Cuando todo está florecido, uno se percata de que no hay una única primavera, sino que se solapa una reiteración de sucesivas primaveras donde estalla el color sin reparar en gastos ni en matices. Nada me acerca más a la noción de paraíso que un almendro florecido, que una rosa abierta al sol, que una orquídea silvestre del parque natural de La Mata erguida al viento. El problema surge cuando el paisaje aparentemente está marchito y esconde su piel a la mirada. Ahí es muy difícil entrever la alegría y el bullir de la vida entre la hierba inerte. Y sin embargo está ahí, latente, aguardando el mínimo resquicio para respirar, para mostrarse.
Ustedes ya sabrán de mis manías, de esa tendencia mía, si no a la melancolía, sí al menos a las afueras de la evocación, a aquel territorio que provoca la certeza machadiana de que todo pasa y nada queda… Ando estos días en tierra estéril, en terrenos donde lo humano aflora en su vertiente menos humana, donde el yo nunca esconde el nosotros, donde el nosotros es siempre un escudo tras el que ocultar un yo agigantado. Y sé que la razón y lo correcto no sabe de bandos y la solución es admitir que en la suma de todos está, metafórica y real, la primavera que no vemos.
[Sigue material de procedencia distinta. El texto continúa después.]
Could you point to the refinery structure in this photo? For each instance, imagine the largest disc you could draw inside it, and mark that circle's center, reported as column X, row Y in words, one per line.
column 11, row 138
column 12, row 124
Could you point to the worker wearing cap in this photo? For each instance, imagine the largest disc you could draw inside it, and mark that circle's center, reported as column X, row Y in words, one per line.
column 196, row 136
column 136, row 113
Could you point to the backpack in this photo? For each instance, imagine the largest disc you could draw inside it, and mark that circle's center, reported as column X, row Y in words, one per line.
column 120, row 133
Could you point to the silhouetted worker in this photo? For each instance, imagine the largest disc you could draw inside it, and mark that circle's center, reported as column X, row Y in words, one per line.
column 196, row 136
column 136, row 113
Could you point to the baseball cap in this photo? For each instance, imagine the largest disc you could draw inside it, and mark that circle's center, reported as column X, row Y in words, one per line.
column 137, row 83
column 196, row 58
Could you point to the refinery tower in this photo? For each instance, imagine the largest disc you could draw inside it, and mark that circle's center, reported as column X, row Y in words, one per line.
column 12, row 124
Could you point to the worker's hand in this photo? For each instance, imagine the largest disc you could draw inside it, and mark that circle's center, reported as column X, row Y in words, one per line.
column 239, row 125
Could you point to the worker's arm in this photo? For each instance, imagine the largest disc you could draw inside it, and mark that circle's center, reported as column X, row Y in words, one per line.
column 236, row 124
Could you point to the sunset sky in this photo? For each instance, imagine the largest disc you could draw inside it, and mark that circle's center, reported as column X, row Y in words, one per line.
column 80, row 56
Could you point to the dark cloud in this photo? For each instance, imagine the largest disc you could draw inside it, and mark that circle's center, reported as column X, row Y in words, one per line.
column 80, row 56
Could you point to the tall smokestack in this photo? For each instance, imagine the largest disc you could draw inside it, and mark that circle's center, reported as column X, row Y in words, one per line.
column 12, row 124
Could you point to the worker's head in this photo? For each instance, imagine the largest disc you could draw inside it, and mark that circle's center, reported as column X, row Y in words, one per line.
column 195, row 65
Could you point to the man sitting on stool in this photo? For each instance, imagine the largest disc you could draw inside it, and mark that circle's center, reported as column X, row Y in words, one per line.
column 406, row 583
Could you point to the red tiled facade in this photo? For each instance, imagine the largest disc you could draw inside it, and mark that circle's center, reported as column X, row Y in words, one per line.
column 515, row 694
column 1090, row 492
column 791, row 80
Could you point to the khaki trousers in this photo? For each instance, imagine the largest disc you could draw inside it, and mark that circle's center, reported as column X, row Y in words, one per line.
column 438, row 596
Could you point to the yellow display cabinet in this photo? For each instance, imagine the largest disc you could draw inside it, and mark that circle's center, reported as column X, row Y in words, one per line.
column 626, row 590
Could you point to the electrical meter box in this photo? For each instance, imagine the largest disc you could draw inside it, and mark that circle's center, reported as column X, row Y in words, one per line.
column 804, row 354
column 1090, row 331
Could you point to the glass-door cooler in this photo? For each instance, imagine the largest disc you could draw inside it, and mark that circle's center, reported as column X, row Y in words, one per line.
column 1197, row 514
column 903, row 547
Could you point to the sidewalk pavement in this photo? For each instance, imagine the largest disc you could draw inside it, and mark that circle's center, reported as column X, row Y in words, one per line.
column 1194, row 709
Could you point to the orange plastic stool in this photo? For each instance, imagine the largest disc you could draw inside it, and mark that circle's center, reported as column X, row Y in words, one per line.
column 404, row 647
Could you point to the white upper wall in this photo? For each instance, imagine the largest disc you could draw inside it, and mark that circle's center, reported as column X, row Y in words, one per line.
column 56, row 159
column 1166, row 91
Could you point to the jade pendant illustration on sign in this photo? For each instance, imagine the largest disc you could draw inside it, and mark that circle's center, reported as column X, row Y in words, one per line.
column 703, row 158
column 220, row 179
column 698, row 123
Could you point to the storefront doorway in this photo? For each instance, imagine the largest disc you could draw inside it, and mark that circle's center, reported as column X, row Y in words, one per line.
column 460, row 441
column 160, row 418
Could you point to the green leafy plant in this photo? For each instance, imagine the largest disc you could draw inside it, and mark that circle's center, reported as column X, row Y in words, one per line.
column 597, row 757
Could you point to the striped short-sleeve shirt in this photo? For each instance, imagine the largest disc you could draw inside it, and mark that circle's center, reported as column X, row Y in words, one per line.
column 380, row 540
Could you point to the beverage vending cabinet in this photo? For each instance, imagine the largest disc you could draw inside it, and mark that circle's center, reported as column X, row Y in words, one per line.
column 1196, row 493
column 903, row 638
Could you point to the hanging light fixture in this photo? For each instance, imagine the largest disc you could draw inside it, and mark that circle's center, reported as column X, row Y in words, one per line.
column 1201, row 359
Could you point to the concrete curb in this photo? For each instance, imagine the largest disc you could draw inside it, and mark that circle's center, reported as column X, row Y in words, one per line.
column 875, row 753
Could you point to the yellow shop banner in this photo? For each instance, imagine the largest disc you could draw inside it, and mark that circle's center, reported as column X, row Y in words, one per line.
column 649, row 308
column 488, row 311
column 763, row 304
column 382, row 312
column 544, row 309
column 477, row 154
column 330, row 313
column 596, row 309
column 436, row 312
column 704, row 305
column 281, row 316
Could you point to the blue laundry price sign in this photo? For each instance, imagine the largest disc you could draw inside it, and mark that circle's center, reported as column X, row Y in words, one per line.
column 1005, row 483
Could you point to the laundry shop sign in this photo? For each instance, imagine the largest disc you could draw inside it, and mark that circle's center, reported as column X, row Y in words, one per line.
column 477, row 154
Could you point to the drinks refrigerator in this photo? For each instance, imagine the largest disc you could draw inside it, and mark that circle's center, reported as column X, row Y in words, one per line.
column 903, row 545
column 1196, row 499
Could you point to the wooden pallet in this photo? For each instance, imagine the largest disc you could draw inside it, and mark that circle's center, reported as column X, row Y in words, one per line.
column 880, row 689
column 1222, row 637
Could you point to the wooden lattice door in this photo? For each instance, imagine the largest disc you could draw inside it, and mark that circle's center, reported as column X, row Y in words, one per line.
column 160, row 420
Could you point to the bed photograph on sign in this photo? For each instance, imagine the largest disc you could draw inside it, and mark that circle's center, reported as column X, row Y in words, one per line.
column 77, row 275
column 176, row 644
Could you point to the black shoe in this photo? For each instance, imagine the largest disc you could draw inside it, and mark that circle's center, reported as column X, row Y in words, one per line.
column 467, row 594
La sobreactuación y el encono son malos compañeros de viaje, y siempre acaban teniendo por destino, primero, el patetismo, y luego, el esperpento.
Y, sin embargo, pequeños gestos, o grandes, según se mire, puntean de añil los ocres oscuros de la ambición. Son tiempos donde la verdadera talla está en saber renunciar, en entender que el juego no acaba aquí, que la vida y los sueños llegan cuando tienen que llegar.
Me levanté hoy con ganas de gritar; de gritar que no acepto la estulticia, la cerrazón de aquellas personas que entienden todo en términos de primero yo y después yo. Lanzo la idea de que, a pesar de su derrota, la cabeza de Orfeo siguió cantando. A pesar de mi aparente fracaso, aún creo en que es posible que la lucidez termine venciendo al egoísmo de unos pocos. Creo con desesperación en la capacidad de poner el contador a cero las veces que haga falta.
Y cambia la luz y cambio el tercio. Así de fugaz y arbitraria es la inspiración. Y algo quiero decirle a Costas, ese ente, entre brumoso y desasosegante, que anda enredado en el quiosco «El Tintero», ese lugar de magia y ayer en la playa del Cura. Esta ciudad no quiere perder su identidad, no quiere renunciar a aquello que nos hace ser lo que somos. Y queremos seguir contemplando los amaneceres y atardeceres lentos de esta Torrevieja nuestra en la mezcla de piedra, arena, lágrimas y esperanza desde la que nuestros abuelos y padres se asomaron al mar un día.